Basic Information

  • Project Title / Domain: Visual Prompt Tuning survey for Remote Sensing Domain
  • Name: Savaliya Abhishek
  • Guide: Subhasis Chaudhuri
  • Project Type: implementation-driven

Short Description of Project

It is a Deep Learning project where we are exploring various Visual Prompt Tuning (VPT) approaches and figuring out what are the best VPT variants for the remote sensing domain classification problem. We are experimenting with various approaches (like using fourier transforms in prompts, dynamic prunings of negative prompts and federated learning) to figure out best accuracy models for the remote sensing benchmark.

Whom did you work with?

PG students, The prof directly, Peers (Other UG students)

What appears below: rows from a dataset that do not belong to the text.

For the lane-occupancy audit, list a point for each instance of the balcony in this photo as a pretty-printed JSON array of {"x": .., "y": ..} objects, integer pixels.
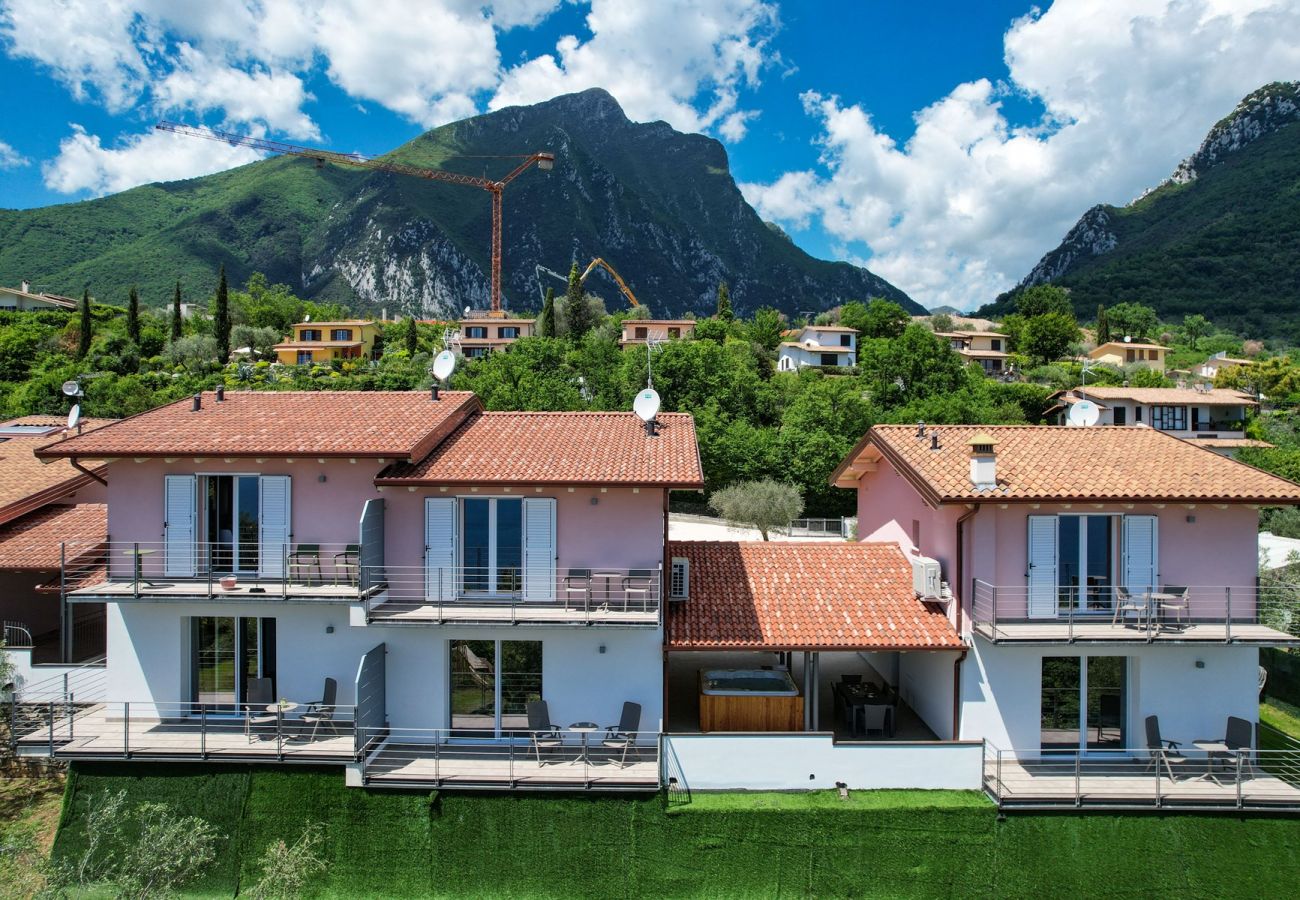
[
  {"x": 118, "y": 571},
  {"x": 588, "y": 596},
  {"x": 1260, "y": 615}
]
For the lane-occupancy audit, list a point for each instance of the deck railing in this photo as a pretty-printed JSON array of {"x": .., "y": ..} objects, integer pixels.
[
  {"x": 1266, "y": 778},
  {"x": 560, "y": 758},
  {"x": 1208, "y": 613},
  {"x": 514, "y": 595}
]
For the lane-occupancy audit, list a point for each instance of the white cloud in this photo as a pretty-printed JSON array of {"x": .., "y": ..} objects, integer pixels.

Tools / Simulation / Software / Hardware

We worked primarily on IITB’s GPUs. All implementations are done on insti’s remote servers which are connected with GPUs.

Expectations from Guide

My expectations were mainly that I wanted a flexible work schedule and research in an interesting topic in the field of Deep learning. My both expectations were met.

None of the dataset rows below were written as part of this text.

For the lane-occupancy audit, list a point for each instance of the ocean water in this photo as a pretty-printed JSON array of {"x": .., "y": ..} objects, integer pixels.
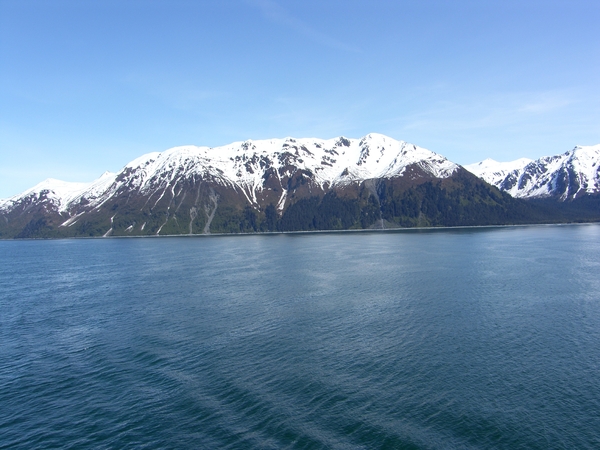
[{"x": 465, "y": 338}]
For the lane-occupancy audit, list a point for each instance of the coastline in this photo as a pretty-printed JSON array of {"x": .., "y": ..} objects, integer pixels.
[{"x": 274, "y": 233}]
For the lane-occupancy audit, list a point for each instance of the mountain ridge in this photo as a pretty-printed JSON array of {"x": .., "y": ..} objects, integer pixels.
[
  {"x": 568, "y": 176},
  {"x": 271, "y": 185}
]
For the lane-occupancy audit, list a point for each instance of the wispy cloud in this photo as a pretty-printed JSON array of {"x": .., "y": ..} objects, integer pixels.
[
  {"x": 490, "y": 112},
  {"x": 276, "y": 13}
]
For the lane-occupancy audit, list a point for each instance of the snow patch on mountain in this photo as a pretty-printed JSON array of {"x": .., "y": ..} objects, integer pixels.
[
  {"x": 246, "y": 166},
  {"x": 493, "y": 171},
  {"x": 566, "y": 176}
]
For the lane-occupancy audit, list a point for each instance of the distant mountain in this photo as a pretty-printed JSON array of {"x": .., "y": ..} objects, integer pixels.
[
  {"x": 269, "y": 185},
  {"x": 569, "y": 176}
]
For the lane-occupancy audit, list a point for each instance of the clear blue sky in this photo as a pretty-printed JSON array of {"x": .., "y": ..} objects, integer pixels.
[{"x": 86, "y": 86}]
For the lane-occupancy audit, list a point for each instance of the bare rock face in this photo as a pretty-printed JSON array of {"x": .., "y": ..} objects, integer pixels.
[
  {"x": 285, "y": 185},
  {"x": 569, "y": 176}
]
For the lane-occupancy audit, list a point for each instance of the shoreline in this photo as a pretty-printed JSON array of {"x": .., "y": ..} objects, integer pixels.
[{"x": 302, "y": 232}]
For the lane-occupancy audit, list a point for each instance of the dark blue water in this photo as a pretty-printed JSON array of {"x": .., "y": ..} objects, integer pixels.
[{"x": 481, "y": 338}]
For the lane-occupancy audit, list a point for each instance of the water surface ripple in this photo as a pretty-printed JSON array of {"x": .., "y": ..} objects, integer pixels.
[{"x": 473, "y": 338}]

Expectations for 8th Sem & Summer

Prof allowed me for my internship. Expectation for 8th semester was to finish all literature review and to create the initial pipeline for training vision transformer models. I did not work in summers and continued work after 9th sem started.

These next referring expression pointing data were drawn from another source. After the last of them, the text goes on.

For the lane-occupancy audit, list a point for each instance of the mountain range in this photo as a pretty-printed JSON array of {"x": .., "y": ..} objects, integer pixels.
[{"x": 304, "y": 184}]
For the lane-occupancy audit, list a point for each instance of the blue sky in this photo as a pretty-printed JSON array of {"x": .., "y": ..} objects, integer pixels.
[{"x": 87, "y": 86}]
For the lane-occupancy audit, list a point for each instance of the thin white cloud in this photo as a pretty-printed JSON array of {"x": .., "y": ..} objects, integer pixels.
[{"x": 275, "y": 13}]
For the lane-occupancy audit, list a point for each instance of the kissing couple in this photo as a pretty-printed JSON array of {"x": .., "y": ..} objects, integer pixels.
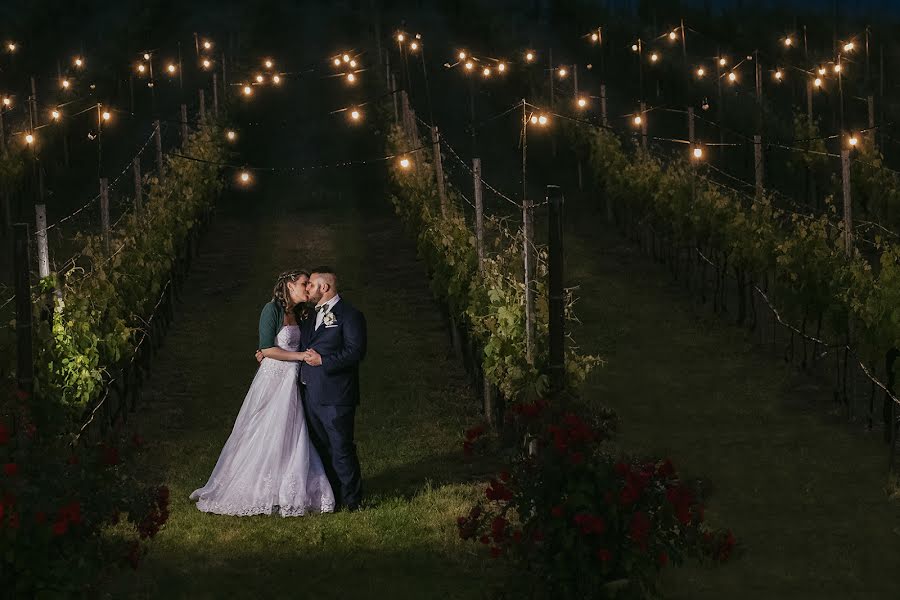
[{"x": 291, "y": 451}]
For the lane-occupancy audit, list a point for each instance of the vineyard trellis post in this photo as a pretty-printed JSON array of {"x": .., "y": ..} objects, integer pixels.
[
  {"x": 40, "y": 223},
  {"x": 104, "y": 213},
  {"x": 556, "y": 292},
  {"x": 184, "y": 131},
  {"x": 157, "y": 135},
  {"x": 215, "y": 95},
  {"x": 758, "y": 168},
  {"x": 138, "y": 191},
  {"x": 438, "y": 167},
  {"x": 22, "y": 278}
]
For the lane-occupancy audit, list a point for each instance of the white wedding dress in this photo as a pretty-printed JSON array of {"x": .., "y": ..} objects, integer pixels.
[{"x": 268, "y": 464}]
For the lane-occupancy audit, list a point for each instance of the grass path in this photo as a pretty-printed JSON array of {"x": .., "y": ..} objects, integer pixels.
[
  {"x": 414, "y": 406},
  {"x": 804, "y": 492}
]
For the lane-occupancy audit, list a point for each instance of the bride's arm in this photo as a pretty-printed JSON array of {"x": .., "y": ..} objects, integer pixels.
[{"x": 286, "y": 355}]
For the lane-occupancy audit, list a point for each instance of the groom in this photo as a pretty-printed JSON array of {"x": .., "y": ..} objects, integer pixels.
[{"x": 335, "y": 338}]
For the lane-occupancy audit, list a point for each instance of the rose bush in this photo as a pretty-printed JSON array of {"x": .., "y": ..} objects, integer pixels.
[{"x": 579, "y": 522}]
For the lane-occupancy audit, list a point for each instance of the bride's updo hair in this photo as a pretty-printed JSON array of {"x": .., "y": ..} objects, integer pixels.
[{"x": 280, "y": 291}]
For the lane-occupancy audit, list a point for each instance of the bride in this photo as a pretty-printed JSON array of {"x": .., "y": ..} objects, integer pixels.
[{"x": 268, "y": 465}]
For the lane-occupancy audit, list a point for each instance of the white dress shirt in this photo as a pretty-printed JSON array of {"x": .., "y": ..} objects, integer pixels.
[{"x": 320, "y": 314}]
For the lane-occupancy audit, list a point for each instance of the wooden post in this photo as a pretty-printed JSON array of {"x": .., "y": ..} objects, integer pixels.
[
  {"x": 158, "y": 138},
  {"x": 215, "y": 95},
  {"x": 603, "y": 113},
  {"x": 438, "y": 167},
  {"x": 479, "y": 213},
  {"x": 138, "y": 188},
  {"x": 104, "y": 212},
  {"x": 184, "y": 131},
  {"x": 556, "y": 291},
  {"x": 529, "y": 257},
  {"x": 848, "y": 215},
  {"x": 22, "y": 279},
  {"x": 40, "y": 223},
  {"x": 644, "y": 126},
  {"x": 758, "y": 165}
]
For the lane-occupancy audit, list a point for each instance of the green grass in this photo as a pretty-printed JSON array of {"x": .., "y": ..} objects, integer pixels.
[
  {"x": 415, "y": 405},
  {"x": 804, "y": 492}
]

Load: 8th Sem vs 9th (Placement) Sem

Less load during 9th sem. I had already finished literature survey and created pipeline for training scripts in 8th sem itself. So in 9th sem, I was only putting models for training on GPU. So my 9th sem load was almost half compared to 8th sem.

Summer on Campus

not much productive, since I was working on remote servers, I could also work from home.

Is DDP Guide Same as SRE/RnD Guide?

Yes

How did your SRE help with your DDP?

My SRE was also in Deep Learning so it gave me a very good experience about working with GPUs and Vision Transformers. Both these skills helped me greatly to set up pipeline quickly for training models in 8th sem.

End Deliverables

A survey paper on VPT performance over remote sensing benchmarks.

Advice

Prof is flexible to work with but strict in grading. Moreover, IITB GPUs are usually very much busy so you might have to struggle with securing good compute power for your project. I myself started with very less compute power and kept getting better GPU accesses as I showcased better progress. You will have to coordinate with other students who will share the same GPU. Vision transformers are very interesting topic to explore in DL but very resource constrained as well. Most of your struggles in the project will be regarding optimizing GPU usage.